- Born: 29 January 1893 Ealing
- Died: 1969 (aged 75–76)
- Education: Manchester High School for Girls; Girton College, Cambridge;
- Spouse: Sir Samuel Bedson
- Children: Peter George Henry Samuel Ivan Francis
- Scientific career
- Workplaces: Lister Institute

= Dorothea Annie Hoffert =

British scientist

Dorothea Annie Hoffert (29 January 1893 – 1969) was a British scientist who worked on aircraft dope and later oils and fats at the Lister Institute.

The elder daughter of Henry Hoffert, a senior inspector of schools for the Board of Education, she married Sir Samuel Bedson FRS in 1926; they had three sons, the second being the virologist professor Henry Bedson.
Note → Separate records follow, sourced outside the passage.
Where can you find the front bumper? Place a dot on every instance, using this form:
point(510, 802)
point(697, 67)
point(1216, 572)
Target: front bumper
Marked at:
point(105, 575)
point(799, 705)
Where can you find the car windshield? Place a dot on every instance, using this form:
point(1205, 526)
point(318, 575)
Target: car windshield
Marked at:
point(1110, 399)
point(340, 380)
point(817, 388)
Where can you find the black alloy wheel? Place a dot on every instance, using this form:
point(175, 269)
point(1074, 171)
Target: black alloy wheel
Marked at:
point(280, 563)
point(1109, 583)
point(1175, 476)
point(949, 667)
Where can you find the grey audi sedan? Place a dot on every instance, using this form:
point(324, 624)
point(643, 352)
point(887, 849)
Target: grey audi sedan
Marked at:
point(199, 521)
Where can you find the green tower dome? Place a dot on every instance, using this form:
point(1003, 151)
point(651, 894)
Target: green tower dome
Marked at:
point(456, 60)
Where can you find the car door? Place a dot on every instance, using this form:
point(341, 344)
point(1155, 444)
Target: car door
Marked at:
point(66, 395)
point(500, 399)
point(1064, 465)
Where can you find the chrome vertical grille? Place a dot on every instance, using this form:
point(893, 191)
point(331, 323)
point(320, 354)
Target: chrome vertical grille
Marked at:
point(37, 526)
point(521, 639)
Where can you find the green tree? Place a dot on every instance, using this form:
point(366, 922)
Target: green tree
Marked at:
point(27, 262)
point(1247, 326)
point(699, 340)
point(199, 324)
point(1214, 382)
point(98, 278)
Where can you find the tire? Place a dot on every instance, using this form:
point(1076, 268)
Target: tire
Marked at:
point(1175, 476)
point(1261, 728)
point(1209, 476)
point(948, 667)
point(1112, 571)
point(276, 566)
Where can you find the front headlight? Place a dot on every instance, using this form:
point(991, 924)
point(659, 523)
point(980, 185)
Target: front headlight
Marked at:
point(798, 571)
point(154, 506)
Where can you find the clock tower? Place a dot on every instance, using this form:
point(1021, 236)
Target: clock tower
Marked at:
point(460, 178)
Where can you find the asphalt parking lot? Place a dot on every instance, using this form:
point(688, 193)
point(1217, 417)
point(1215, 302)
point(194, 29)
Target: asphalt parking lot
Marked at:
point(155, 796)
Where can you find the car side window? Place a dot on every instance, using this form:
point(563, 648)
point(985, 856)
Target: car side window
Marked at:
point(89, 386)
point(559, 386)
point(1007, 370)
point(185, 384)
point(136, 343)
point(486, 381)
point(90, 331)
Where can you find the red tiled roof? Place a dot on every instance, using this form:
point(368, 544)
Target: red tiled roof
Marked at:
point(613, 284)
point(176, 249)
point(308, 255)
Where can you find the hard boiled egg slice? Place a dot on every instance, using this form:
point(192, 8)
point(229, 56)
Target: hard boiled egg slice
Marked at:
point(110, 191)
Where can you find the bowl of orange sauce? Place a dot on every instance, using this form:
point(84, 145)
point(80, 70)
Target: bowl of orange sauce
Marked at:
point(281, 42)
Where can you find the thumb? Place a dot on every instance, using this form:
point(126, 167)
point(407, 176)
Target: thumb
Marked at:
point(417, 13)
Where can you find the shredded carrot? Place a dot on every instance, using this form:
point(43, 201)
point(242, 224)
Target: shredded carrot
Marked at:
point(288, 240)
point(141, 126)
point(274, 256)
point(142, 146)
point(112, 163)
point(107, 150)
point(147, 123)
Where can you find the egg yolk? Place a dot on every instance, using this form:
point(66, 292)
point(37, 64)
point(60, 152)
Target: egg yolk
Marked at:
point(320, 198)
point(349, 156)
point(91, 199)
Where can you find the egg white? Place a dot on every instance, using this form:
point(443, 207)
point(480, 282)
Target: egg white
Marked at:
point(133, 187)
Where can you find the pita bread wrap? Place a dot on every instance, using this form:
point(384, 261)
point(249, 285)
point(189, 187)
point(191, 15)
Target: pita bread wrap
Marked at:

==Early life and education==
Dorothea Hoffert was born on 29 January 1893, in Ealing, to Hermann Henry Hoffert, a senior inspector of schools for the Board of Education, and Annie Ward. She attended Manchester High School for Girls, before gaining admission to study chemistry at Girton in 1910. In 1914, she received her Dip.Ed. from the University of Manchester, after having transferred there the previous year. Subsequently, she became junior science mistress at Bede School for Girls, Sunderland.

==Career==
Hoffert joined the Food Investigation Board of the Department of Scientific and Industrial Research in 1916, as part of the War effort. She also worked on aircraft dope and varnishes. After the War, she sat the final exam for painters' oils, colours and varnishes and received the silver medal, following which she returned to Cambridge to study chemistry, this time with a grant.